After the New Hampsire primary in early January, Barak Obama gave a speech that was so inspiring that it moved a number of high-profile artists to put it to music and create the kind of viral grassroots thing that shapes internet culture in a vast and dramatic way. It leaped forward into the mainstream media, and the political discourse moved significantly away from gossip, Bush bashing, and vacuous pontification and significantly towards a real discussion of how we as Americans can begin to reunite and re-influence this government in a real and positive way.
And the window was open.
And it stayed open for a remarkably long time, when you consider the forces that rushed to the sill and applied all of their collective weight to slam it back shut. Clinton called the speeches "empty" and mocked them. McCain and Romney subtly asserted that all democrats are terrorists and that we'll be overrun with car bombers and taxes if they succeed. The 24-hour cable news outlets collectively craned their necks and dug for more gossip to cover.
Together as a group they leaned on the window, trying to slam it shut. The light was still shining through it however, and the American people (who hadn't seen political sunlight in quite some time) weren't ready to just let it get slammed on them. They handed Obama multiple and sizeable victories, hung on every speech, and sent ratings of said speeches through the roof. The news outlets were forced to acknowledge this phenomenon and to cover it, but they hated it because they could not control it. In newsrooms across the country, news directors reluctantly broadcast speech after speech, waiting for something to break so that they could return to the inane gossip, biased punditry, and false outrage that steadies ratings and keeps food on their tables.

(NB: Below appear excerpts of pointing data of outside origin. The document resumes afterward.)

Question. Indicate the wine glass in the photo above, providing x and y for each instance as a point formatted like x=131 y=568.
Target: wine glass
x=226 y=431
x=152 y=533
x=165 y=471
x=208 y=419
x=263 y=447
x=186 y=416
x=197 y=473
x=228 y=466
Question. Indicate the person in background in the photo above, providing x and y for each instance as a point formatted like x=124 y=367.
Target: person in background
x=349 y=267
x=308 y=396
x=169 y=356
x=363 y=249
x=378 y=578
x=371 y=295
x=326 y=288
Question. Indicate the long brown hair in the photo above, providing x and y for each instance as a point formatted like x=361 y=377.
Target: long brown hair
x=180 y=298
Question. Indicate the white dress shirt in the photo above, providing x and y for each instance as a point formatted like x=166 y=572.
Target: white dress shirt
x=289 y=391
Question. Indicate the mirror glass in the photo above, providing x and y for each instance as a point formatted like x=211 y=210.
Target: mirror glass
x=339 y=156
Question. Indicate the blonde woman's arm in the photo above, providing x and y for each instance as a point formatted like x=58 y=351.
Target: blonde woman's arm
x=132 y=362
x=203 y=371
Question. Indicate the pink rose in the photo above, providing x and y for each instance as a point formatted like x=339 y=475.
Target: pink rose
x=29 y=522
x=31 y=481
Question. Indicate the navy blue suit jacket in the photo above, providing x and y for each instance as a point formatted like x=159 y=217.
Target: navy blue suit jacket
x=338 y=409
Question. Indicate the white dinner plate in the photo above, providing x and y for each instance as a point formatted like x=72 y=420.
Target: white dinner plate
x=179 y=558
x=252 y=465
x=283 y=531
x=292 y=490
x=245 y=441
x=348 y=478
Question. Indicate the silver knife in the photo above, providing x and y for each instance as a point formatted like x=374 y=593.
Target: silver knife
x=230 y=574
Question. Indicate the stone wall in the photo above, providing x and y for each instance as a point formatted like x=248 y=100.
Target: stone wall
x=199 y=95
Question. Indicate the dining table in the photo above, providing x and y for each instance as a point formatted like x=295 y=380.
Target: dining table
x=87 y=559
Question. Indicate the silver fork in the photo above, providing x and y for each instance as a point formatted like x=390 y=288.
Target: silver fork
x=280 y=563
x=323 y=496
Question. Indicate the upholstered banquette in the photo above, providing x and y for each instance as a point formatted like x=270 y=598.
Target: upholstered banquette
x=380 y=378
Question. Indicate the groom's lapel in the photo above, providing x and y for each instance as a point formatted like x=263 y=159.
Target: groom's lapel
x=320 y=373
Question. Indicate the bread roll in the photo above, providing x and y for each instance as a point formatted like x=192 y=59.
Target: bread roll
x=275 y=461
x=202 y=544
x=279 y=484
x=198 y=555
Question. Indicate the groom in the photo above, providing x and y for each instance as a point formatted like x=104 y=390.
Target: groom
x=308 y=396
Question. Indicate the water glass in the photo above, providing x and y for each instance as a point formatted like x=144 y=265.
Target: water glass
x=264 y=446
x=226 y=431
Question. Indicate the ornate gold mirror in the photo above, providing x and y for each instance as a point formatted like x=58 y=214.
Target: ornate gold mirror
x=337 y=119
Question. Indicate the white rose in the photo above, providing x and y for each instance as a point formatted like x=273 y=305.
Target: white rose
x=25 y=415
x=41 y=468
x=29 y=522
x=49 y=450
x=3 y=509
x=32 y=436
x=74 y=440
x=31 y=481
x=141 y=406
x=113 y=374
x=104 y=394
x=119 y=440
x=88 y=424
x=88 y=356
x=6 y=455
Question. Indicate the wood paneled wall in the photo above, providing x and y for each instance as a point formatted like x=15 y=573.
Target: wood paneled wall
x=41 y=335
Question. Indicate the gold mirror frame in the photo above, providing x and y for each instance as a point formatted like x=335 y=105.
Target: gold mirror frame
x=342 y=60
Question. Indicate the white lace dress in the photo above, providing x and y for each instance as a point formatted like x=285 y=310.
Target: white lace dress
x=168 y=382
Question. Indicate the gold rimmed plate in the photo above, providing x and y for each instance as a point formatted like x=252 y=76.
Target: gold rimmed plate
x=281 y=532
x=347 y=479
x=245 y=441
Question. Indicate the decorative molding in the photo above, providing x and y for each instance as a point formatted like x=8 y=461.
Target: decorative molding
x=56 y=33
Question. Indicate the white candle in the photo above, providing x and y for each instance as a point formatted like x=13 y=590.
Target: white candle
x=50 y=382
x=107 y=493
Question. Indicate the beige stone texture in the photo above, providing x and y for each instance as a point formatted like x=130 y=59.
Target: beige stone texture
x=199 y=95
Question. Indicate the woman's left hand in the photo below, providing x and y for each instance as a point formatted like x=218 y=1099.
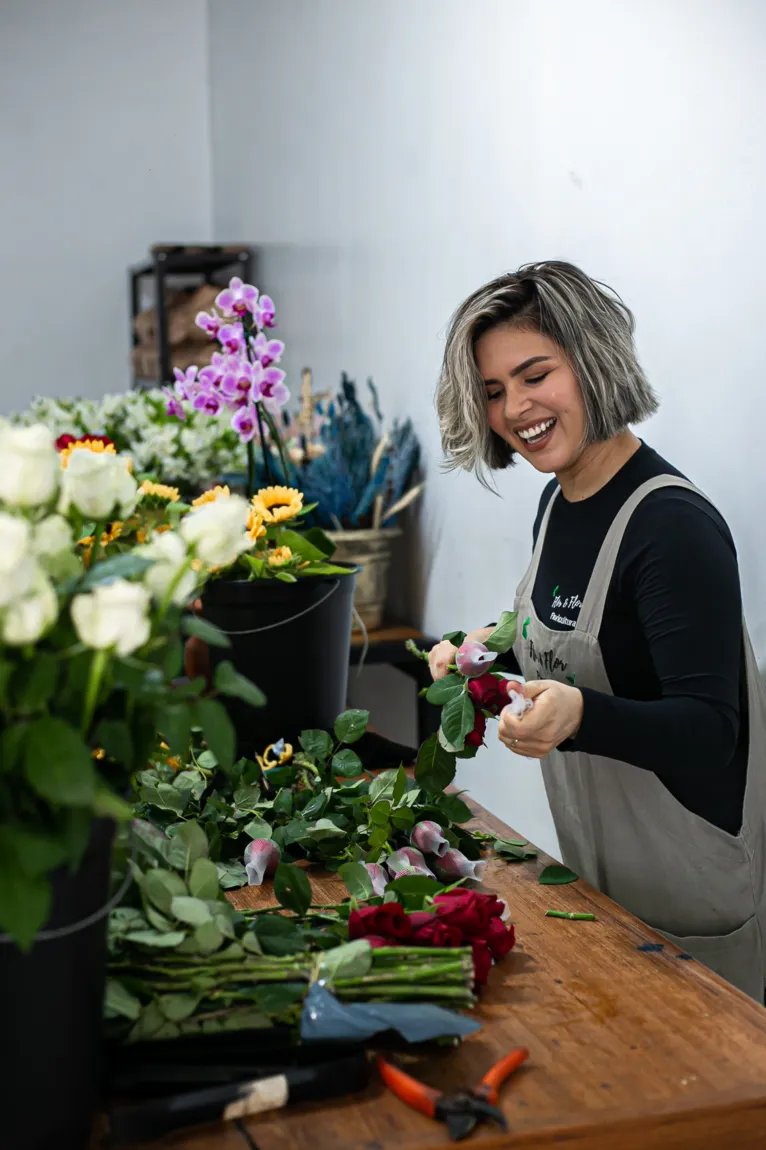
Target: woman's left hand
x=554 y=718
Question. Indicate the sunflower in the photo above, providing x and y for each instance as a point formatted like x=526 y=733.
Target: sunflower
x=277 y=504
x=211 y=496
x=96 y=445
x=280 y=557
x=160 y=491
x=255 y=529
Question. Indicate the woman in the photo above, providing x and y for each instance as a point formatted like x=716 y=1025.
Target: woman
x=648 y=710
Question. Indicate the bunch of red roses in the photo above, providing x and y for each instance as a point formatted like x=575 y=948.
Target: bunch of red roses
x=460 y=918
x=488 y=692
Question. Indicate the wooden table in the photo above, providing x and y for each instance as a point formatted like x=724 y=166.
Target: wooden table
x=629 y=1049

Then it happened. Sean Hannity, who automatically displays a loathing for any American with a D next to his name, pushed reverend Wright into the spotlight from his pulpit on the right wing of Fox News' stage. The media pounced, digging into the story that they had been waiting so patiently for. An endless loop of a 2 second clip still hasn't gone away.
When the video emerged the window neared the sill, and Obama himself walked over to try to keep it open. He gave a speech the likes of which I've never witnessed in my adult life, but then i wasn't around for Kennedy. He spoke honestly, directly, and sincerely. He treated Americans like adults, and the news outlets responded like children.
And just like that, the window was slammed shut the moment Obama walked off of that stage. It may open again, if Obama is allowed to discuss actual issues once again, but I won't be holding my breath.
1 comment:
A friend of mine explains the media's reaction to Obama as the inability to grasp how important this election is. They cover the nonsense and pass over the substance because they don't think this election is important enough to change their ways.
Personally, I think it's because they are too many forces that influence the media that are threatened by Obama. The fact is that the Republican party, which has a smooth and efficient machine for filtering stories via Drudge and FOX News is scared to death of Barack Obama, and not just because he can win an election but because he puts the entire West in play. Every time he opens his mouth, more people in Colorado and Montana and Nevada become convinced that the Democrats are a perfectly respectable alternative to the Republican party, further hastening the GOP's deterioration west of the Mississippi and the Democratic emergence there.
After all, why do you think the Democratic National Convention is in Denver this year?
The Bush Administration is afraid of him because an Obama victory is the ultimate repudiation by the voters. Electing a Democrat who is against the war? Ouch.
Many big businesses and establishment types are nervous about an Obama presidency because they think he's unpredictable. Not accepting registered lobbyist money is a pretty big deal, but it's much bigger that the guy can raise so much from small donors. It's not whether or not he accepts corporate cash in what form that bothers them so much as the fact that he doesn't need their money.
And, of course, Clinton, being his primary rival, can pull all sorts of strings in the media as well, as can her husband.